# Bright Eyes



## dirtyal1223 (Oct 24, 2007)

Anyone listen to Bright Eyes? Good stuff.


----------



## KeeferSutherlandFTW (Oct 24, 2007)

Yeah but I always concede that Conor's got a lousy voice..

Tilly & the Wall anyone? I don't think they're very well known but it was Conor's old neighbor that fronts the band. She was signed to Saddle Creek for a bit of time.


----------



## ivebeencanceled (Oct 26, 2007)

Bright Eyes..love em.
What CD are you listening to right now?


----------



## dirtyal1223 (Oct 26, 2007)

fevers and mirrors


----------



## Gygax1974 (Oct 26, 2007)

Last one I actually listened to was his side project

Desaparecidos

Not sure of the album title, I forget


----------



## GoodFriend (Oct 26, 2007)

read spanish speak music i think gyg


----------



## GoodFriend (Oct 26, 2007)

or something like that

i love conor and most everything he's done... haha

i have on vinyl like 6 or 7 albums, have them all on my comp...
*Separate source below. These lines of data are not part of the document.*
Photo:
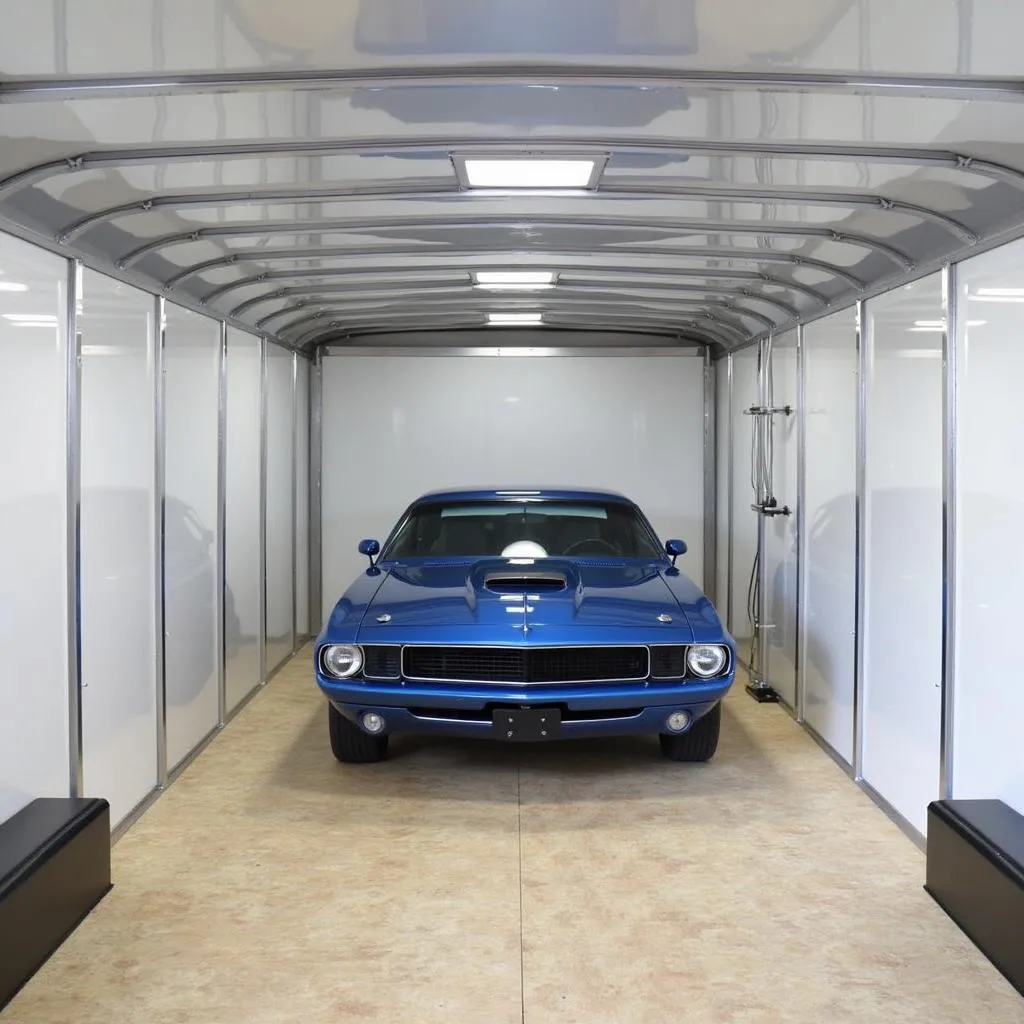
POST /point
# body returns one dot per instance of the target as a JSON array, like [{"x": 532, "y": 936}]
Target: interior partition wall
[
  {"x": 987, "y": 705},
  {"x": 192, "y": 398},
  {"x": 243, "y": 511},
  {"x": 301, "y": 492},
  {"x": 280, "y": 505},
  {"x": 119, "y": 566},
  {"x": 723, "y": 484},
  {"x": 134, "y": 465},
  {"x": 901, "y": 623},
  {"x": 36, "y": 743},
  {"x": 828, "y": 541}
]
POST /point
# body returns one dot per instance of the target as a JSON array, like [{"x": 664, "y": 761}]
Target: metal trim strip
[
  {"x": 68, "y": 87},
  {"x": 949, "y": 534},
  {"x": 73, "y": 535}
]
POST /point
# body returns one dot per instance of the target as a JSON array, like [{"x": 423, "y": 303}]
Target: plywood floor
[{"x": 590, "y": 883}]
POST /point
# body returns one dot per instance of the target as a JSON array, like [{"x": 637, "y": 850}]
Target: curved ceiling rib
[
  {"x": 450, "y": 291},
  {"x": 349, "y": 278},
  {"x": 638, "y": 310},
  {"x": 728, "y": 199},
  {"x": 176, "y": 153},
  {"x": 705, "y": 327},
  {"x": 26, "y": 88},
  {"x": 513, "y": 257},
  {"x": 372, "y": 224},
  {"x": 427, "y": 189}
]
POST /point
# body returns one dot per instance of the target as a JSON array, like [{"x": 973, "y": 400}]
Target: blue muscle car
[{"x": 523, "y": 615}]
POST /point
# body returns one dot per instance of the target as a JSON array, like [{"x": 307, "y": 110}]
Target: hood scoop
[{"x": 506, "y": 582}]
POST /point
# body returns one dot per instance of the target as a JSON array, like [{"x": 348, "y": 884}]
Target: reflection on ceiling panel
[{"x": 322, "y": 169}]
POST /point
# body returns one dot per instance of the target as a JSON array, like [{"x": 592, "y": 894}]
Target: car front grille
[
  {"x": 526, "y": 665},
  {"x": 668, "y": 662},
  {"x": 382, "y": 662}
]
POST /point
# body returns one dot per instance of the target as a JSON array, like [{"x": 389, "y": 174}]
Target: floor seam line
[{"x": 522, "y": 958}]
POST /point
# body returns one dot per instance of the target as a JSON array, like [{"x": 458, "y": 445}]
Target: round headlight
[
  {"x": 707, "y": 659},
  {"x": 341, "y": 660}
]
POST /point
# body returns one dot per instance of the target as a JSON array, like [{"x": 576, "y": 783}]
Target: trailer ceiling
[{"x": 293, "y": 166}]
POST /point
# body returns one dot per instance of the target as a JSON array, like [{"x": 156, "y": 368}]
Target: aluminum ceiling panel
[{"x": 292, "y": 166}]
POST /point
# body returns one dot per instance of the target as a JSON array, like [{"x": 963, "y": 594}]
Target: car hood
[{"x": 495, "y": 599}]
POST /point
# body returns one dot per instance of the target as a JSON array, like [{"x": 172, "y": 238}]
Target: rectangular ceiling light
[
  {"x": 31, "y": 320},
  {"x": 528, "y": 171},
  {"x": 514, "y": 281},
  {"x": 515, "y": 318},
  {"x": 998, "y": 295}
]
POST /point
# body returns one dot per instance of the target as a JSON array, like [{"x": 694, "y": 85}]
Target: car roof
[{"x": 542, "y": 494}]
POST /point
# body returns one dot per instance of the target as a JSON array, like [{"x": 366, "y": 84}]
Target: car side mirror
[
  {"x": 371, "y": 549},
  {"x": 674, "y": 549}
]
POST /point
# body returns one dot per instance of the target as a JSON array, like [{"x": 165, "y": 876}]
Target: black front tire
[
  {"x": 698, "y": 742},
  {"x": 350, "y": 744}
]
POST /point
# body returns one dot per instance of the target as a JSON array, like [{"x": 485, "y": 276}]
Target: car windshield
[{"x": 537, "y": 528}]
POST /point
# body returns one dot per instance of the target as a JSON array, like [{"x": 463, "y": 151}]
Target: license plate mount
[{"x": 526, "y": 725}]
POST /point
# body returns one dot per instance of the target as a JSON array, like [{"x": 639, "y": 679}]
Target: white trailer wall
[
  {"x": 280, "y": 527},
  {"x": 192, "y": 387},
  {"x": 902, "y": 621},
  {"x": 828, "y": 602},
  {"x": 988, "y": 712},
  {"x": 723, "y": 473},
  {"x": 131, "y": 492},
  {"x": 118, "y": 543},
  {"x": 243, "y": 500},
  {"x": 34, "y": 597},
  {"x": 397, "y": 426},
  {"x": 301, "y": 499}
]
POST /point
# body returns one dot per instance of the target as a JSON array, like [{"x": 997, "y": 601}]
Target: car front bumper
[{"x": 465, "y": 711}]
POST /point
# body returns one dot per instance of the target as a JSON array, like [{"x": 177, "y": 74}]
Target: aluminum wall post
[
  {"x": 801, "y": 524},
  {"x": 221, "y": 528},
  {"x": 948, "y": 681},
  {"x": 710, "y": 479},
  {"x": 73, "y": 439},
  {"x": 160, "y": 473},
  {"x": 860, "y": 568},
  {"x": 262, "y": 510},
  {"x": 295, "y": 502},
  {"x": 730, "y": 469},
  {"x": 315, "y": 491}
]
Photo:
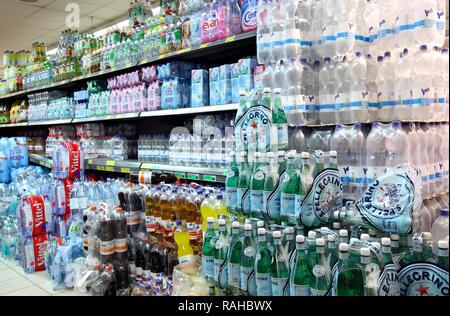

what about commander venus... his group before bright eyes? neat stuff... also park ave.





hahah


----------



## Gygax1974 (Oct 26, 2007)

I have heard of Commander Venus not sure if I actually ever listened to them. I used to own a CD store and all of it runs together in my head after a while....lol.


----------



## GoodFriend (Oct 26, 2007)

yeah commander venus has two diffiferent albums i think... can't remember the names off the top of my head

i love lots of different saddle creek bands

anybody have the saddle creek DVD?

i do
=]


----------